Zika testing proposal doesn’t boost surveillance, Ontario public health officials say

(CNN) — Public health officials are hoping to speed up the detection of the Zika virus, but a proposed bill to make the tests more widely available isn’t going to help matters much. Under…

Zika testing proposal doesn't boost surveillance, Ontario public health officials say

(CNN) — Public health officials are hoping to speed up the detection of the Zika virus, but a proposed bill to make the tests more widely available isn’t going to help matters much.

Under the Urban Mosquito Control (Safety) Act, the province would be able to ask the Department of Public Health to issue a special order requesting the use of two of the newest rapid test technologies by a select group of laboratories.

Zika symptoms can include rash, fever, joint pain and red eyes, according to the U.S. Centers for Disease Control and Prevention. However, the symptoms can mimic other diseases and some people are not infected.
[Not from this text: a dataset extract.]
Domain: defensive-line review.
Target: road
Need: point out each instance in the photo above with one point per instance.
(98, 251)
The Department of Public Health, which oversees Ontario’s public health service, announced the proposed legislation after the World Health Organization announced it was cutting ties with the International Zika Working Group and halted progress on finalizing protocols for the eventual human test of a test.

The Ontario Review Group on International Contaminants and Drugs, formed by the province and comprised of experts in infectious diseases and reproductive health, reports annually to the health minister and looks into public health issues. It issued a report last year warning that new viruses were coming and that the world was running out of time to prepare.

The group identified three areas of concern: treatments for influenza, the Zika virus and antibiotic resistance.

“A public health emergency response could be in a very short period of time,” said Dr. Sue Reid, a physician and director of infectious diseases at Toronto Western Hospital.

Last year, Zika was identified as the cause of the first birth defects attributed to the virus. The group’s report found a strong connection between microcephaly, a condition in which infants are born with abnormally small heads, and the virus.

Though people usually recover from the virus in the vast majority of cases, it can remain in the brain or cause serious health complications in pregnant women, according to the CDC.

Sixty-one cases of Zika virus infection have been confirmed in Ontario, according to the Canada Border Services Agency. In October 2016, one case was reported in Toronto.

“Providing essential, life-saving tools to the public can help enhance the prevention of and response to pandemics,” the department said. “When faced with a public health emergency, governments must act with speed and urgency, with the long-term health and well-being of citizens and families, and people from across our province, in mind.”

“A Zika vaccine is still a few years away. This is a much-needed quick fix.”

Dr. Ernesto Savoia, a senior scientist at Public Health Ontario, says the proposal does nothing to address the prioritization of rapid tests.

“We are proposing that … we be allowed, in Ontario, to have limited access to those newer tests, even though the World Health Organization is closing down the working group,” Savoia said.

“The less-effective test will be kept,” he said. “We need a good early diagnostic test. And the majority of Americans will not get that test, even though it is much better than the current systems that we have.”